Not that Cook would ever bestow it upon me.

“It were.” Raisho nodded, obviously feeling the conversation was once more safely out of treacherous waters. But being Raisho, he couldn’t leave it there. “What I was a-gettin’ at was that maybe ye ain’t as done with that part of yer life as ye thought ye was.”

“I’m done,” Juhg said decisively, but he felt the declaration was more for himself than Raisho. Still, his inner turmoil would subside somewhat if his friend made no further mention of the Library.

“The Grandmagister, why, he told Cap’n Attikus that ye was a natural to … to that trade. He seemed right sad to lose ye.”

“And I was sad to lose him,” Juhg admitted. “But my life is not there on that island. After everything I’ve been through, Raisho, after everything I’ve seen and everything I’ve read, I want a bigger world.” He shook his head and lowered his voice in shame. “Librarians aren’t supposed to want that. They’re supposed to want books and tea and the occasional bowl of pipeweed.”

“Mayhap,” Raisho said, nodding.

“I can’t do that.” But he had wished that he could, pleaded with himself to be happy with a small life. He used the search for his missing family only as an excuse to leave, and guilt stung him over that. “Greydawn Moors is just too … too … small.”

Raisho nodded for a moment and took up a chunk of pricklemelon. “Seems to me that the Grandmagister gets around a lot fer a dweller. Never heard of a Grandmagister afore him that left the island.”

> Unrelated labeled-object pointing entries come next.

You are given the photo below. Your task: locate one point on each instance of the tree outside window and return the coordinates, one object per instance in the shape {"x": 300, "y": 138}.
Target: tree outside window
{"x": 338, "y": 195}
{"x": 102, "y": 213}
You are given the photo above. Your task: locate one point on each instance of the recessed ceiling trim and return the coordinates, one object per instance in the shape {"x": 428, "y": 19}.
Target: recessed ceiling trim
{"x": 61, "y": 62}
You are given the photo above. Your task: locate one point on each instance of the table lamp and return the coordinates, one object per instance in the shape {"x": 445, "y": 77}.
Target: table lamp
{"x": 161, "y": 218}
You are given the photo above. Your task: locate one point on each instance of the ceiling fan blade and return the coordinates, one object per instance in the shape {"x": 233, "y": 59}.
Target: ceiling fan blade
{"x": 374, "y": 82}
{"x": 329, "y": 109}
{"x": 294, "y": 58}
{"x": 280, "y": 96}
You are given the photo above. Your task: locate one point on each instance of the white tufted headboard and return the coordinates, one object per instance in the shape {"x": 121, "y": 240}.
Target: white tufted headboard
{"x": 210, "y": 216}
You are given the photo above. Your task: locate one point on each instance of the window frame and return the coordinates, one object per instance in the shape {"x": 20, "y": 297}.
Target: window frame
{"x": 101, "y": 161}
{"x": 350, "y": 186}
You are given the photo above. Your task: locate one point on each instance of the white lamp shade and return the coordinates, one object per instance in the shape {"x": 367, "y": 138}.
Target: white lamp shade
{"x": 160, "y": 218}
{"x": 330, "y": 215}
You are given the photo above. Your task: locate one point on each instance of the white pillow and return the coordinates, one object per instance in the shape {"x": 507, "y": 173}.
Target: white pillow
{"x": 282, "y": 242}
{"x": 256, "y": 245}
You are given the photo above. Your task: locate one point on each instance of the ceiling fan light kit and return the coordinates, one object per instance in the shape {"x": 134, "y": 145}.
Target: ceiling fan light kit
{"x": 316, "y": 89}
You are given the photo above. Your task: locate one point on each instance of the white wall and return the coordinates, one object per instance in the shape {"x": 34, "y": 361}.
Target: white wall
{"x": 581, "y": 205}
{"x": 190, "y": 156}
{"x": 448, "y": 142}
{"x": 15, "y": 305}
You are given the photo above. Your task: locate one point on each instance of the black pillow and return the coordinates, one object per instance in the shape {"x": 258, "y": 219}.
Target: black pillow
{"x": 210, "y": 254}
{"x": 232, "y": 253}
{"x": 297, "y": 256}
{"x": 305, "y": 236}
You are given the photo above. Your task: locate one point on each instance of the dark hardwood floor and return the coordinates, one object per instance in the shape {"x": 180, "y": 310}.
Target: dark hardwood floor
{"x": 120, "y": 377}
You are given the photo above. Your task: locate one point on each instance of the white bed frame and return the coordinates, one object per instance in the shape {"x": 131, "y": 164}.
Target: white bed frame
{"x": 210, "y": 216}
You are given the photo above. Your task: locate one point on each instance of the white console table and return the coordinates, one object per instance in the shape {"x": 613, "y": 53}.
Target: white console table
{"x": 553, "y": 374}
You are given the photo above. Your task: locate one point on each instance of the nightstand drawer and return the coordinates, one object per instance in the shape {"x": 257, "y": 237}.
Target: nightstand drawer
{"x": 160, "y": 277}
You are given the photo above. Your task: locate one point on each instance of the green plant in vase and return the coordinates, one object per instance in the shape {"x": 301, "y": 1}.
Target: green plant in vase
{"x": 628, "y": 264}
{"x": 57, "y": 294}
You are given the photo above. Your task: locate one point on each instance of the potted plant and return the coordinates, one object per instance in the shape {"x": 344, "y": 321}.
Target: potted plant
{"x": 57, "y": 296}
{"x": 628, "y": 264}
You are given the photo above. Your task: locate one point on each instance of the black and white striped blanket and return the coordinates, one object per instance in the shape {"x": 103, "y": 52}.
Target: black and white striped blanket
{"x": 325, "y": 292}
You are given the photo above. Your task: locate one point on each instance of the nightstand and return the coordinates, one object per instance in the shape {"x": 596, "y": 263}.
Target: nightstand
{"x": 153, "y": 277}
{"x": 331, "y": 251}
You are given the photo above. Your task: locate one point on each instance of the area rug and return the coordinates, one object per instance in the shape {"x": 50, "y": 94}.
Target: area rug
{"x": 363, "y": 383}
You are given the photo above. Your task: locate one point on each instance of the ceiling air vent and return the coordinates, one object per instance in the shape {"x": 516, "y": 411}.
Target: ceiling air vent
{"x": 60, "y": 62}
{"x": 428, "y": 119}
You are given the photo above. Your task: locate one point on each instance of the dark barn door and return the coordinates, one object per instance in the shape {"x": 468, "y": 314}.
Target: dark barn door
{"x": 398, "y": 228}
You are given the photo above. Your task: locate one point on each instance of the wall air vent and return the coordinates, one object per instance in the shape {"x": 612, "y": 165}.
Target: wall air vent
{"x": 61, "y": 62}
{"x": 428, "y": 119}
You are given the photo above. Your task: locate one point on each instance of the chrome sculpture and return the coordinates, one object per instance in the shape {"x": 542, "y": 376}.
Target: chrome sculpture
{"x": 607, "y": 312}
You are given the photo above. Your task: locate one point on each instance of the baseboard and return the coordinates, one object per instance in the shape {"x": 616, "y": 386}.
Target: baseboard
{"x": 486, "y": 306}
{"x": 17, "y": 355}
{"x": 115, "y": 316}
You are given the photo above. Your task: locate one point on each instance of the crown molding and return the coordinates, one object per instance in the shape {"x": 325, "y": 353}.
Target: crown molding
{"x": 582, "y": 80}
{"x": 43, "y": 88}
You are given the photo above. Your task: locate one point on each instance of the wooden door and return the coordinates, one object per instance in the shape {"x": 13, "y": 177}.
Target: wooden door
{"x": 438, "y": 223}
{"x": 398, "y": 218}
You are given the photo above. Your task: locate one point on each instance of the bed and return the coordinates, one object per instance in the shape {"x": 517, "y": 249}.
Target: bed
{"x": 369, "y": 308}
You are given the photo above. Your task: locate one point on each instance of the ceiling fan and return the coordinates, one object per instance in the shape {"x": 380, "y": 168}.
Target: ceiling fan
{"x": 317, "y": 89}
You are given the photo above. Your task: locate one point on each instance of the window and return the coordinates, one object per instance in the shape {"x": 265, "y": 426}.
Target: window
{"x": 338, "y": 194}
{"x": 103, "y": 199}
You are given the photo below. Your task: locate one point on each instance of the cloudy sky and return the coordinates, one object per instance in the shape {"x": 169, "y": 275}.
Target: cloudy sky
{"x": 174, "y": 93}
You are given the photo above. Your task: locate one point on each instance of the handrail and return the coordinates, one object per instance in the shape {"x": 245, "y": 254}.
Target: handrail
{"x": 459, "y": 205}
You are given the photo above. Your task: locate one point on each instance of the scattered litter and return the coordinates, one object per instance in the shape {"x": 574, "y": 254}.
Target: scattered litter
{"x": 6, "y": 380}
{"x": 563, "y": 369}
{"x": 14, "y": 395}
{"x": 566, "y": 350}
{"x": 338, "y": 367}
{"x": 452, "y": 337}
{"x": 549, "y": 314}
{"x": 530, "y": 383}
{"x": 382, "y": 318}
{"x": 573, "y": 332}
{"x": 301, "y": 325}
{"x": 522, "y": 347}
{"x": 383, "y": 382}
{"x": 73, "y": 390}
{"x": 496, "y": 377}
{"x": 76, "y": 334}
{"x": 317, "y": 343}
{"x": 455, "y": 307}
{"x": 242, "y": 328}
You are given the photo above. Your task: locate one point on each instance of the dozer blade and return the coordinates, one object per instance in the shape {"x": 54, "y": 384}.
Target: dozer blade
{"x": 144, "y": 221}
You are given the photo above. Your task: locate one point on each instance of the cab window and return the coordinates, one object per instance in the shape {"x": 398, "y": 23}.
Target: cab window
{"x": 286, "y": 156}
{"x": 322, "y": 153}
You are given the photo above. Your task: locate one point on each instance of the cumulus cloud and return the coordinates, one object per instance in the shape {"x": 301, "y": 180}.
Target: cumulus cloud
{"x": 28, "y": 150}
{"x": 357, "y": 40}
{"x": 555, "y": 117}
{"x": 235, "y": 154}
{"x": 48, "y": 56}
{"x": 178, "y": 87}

“Never,” Juhg agreed. Grandmagister Edgewick Lamplighter had been like no other head of the Vault of All Known Knowledge who had ever gone before. Juhg didn’t know the reason for all of Wick’s adventures to the mainland, but he knew the reason for some of them.

When he had found Juhg, Grandmagister Lamplighter had been seeking the truth to the legend of the Jade Basilisk. Both of them had barely escaped from the Arena of a Thousand Blades only a half step ahead of death. If Cap’n Hallekk and the crew of
One-Eyed Peggie
hadn’t been waiting along the coast, they would have never gotten free of the Darkling Lands and mad King Kuthbart.